The Importance of Your Research
It can be very easy to just make assumptions or generalizations about your audience, but these can lead you in the wrong direction. For instance, you might assume that young people don’t use condoms because you once heard a young person say that condoms are uncomfortable. However, you might find through your research that, in fact, young people don’t use condoms because they don’t know where to find them.
Make sure you have data available about your audience. You may have access to secondary data, such as statistics, documents, reports, surveys and research.

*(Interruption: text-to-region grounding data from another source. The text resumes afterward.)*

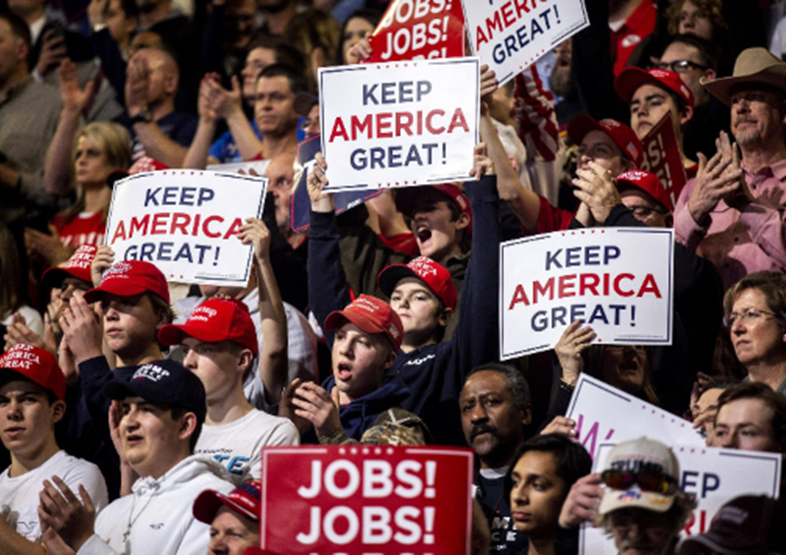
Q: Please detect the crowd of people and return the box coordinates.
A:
[1,0,786,553]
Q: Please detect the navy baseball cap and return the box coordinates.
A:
[102,359,206,424]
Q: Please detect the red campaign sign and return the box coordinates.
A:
[638,114,687,208]
[259,445,474,554]
[368,0,466,62]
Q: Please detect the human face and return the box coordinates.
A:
[100,293,163,361]
[264,154,295,231]
[209,507,260,555]
[658,43,712,105]
[254,76,299,138]
[619,188,671,228]
[691,387,723,436]
[410,191,467,263]
[342,16,375,64]
[490,84,515,125]
[0,19,26,85]
[728,288,786,368]
[460,370,527,468]
[509,451,566,539]
[331,322,391,403]
[577,130,627,175]
[104,0,135,49]
[677,0,713,40]
[0,380,62,460]
[389,277,445,346]
[182,338,246,405]
[730,86,786,149]
[74,135,112,187]
[710,398,781,452]
[599,345,647,395]
[120,397,188,478]
[630,84,682,140]
[241,48,276,101]
[224,0,255,50]
[302,103,320,138]
[608,508,676,555]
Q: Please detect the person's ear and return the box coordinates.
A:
[178,412,198,441]
[704,68,716,81]
[520,406,532,427]
[438,306,454,327]
[455,212,471,231]
[237,348,254,375]
[664,213,674,228]
[51,399,66,424]
[680,104,694,126]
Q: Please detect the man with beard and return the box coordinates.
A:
[549,38,584,126]
[674,47,786,290]
[460,364,532,553]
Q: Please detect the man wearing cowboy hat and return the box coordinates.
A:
[674,47,786,290]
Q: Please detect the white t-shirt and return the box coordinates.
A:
[195,409,299,481]
[0,450,108,543]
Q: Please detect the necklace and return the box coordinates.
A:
[122,488,159,545]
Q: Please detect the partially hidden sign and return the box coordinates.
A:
[499,227,675,358]
[319,58,480,192]
[369,0,466,62]
[463,0,590,86]
[565,374,704,461]
[290,135,384,233]
[260,445,474,554]
[581,443,781,554]
[639,114,688,208]
[105,171,266,286]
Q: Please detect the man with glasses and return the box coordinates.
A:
[657,34,730,161]
[674,48,786,290]
[558,437,696,555]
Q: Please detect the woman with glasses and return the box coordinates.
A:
[504,434,592,555]
[723,271,786,394]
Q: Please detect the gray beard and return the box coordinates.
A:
[549,67,575,98]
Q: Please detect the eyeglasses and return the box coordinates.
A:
[628,205,668,218]
[601,470,677,495]
[655,60,709,73]
[723,307,778,327]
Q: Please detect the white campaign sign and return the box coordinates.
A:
[499,227,675,359]
[319,57,479,192]
[565,375,704,461]
[463,0,590,86]
[105,170,267,286]
[581,443,781,554]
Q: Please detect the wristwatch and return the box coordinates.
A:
[130,109,154,125]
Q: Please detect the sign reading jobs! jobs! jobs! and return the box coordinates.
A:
[104,171,267,287]
[318,58,479,192]
[260,445,474,554]
[463,0,589,86]
[499,227,674,359]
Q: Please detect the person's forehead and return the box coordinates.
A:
[337,321,381,342]
[619,186,658,206]
[718,397,774,424]
[256,75,294,95]
[102,291,148,305]
[212,505,258,530]
[392,276,432,295]
[730,83,785,102]
[632,83,671,102]
[661,42,701,63]
[462,370,511,397]
[247,47,275,65]
[696,387,723,406]
[264,159,294,182]
[581,130,618,150]
[0,378,46,397]
[62,276,91,289]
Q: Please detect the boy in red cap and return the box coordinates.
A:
[615,67,696,170]
[281,294,417,443]
[193,480,262,554]
[306,147,502,446]
[158,295,298,479]
[0,344,108,553]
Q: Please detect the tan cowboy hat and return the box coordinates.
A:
[702,47,786,105]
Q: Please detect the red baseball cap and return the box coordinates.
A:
[615,169,674,212]
[83,260,170,304]
[568,115,644,167]
[158,297,258,356]
[0,344,66,400]
[42,244,97,289]
[615,67,694,108]
[377,256,458,310]
[324,295,404,352]
[395,184,473,233]
[193,480,261,524]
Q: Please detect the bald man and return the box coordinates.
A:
[125,47,197,168]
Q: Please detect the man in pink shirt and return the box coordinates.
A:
[674,48,786,289]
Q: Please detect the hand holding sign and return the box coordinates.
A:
[572,161,621,224]
[554,320,596,386]
[307,152,334,213]
[91,245,114,287]
[347,37,372,65]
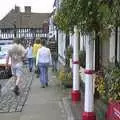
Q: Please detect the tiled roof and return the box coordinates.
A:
[0,7,50,28]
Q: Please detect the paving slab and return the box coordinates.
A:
[0,68,67,120]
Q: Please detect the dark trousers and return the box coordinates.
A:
[52,58,57,71]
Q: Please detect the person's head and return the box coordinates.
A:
[35,38,40,44]
[40,40,46,46]
[13,38,21,44]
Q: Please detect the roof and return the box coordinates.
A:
[0,6,50,28]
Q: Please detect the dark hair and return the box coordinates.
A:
[41,40,46,46]
[13,38,21,44]
[35,39,41,44]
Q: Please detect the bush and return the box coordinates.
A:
[95,63,120,101]
[58,67,72,88]
[58,67,72,81]
[104,63,120,101]
[95,73,105,99]
[58,67,65,81]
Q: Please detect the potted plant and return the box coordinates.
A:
[58,67,72,88]
[104,63,120,102]
[95,63,120,120]
[94,69,104,98]
[95,63,120,102]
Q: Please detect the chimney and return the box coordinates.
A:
[25,6,31,13]
[15,6,20,13]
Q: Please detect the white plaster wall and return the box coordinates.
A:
[109,31,115,62]
[58,30,62,56]
[58,30,66,66]
[117,27,120,62]
[80,33,84,51]
[70,33,74,47]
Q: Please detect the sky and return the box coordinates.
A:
[0,0,55,20]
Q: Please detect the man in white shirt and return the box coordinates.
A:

You may also want to conduct your own research.
If you wish to find out more about data collection, refer to Essential Element 1.
If developing a profile for a younger adolescent, here are some key considerations to think through, which may or may not be clearly detailed in your data:
- If living in a home environment, younger adolescents are less likely to have independence.
- Younger adolescent girls living in the home may have specific demands on their time linked to household chores.
- Girls at this age are more likely to drop out of school and may start being considered for marriage.
- If not living in the home, this age group is very vulnerable to crime, drugs, sexual violence and sex work.
- Younger adolescents are less likely to have developed negotiation and decision-making skills.
- Younger adolescents are generally more vulnerable due to their younger age and having less knowledge, awareness and skills necessary to engage in sexual activity.
- Girls, in particular, are more likely to be victims of sexual coercion due to the vulnerability linked to their age.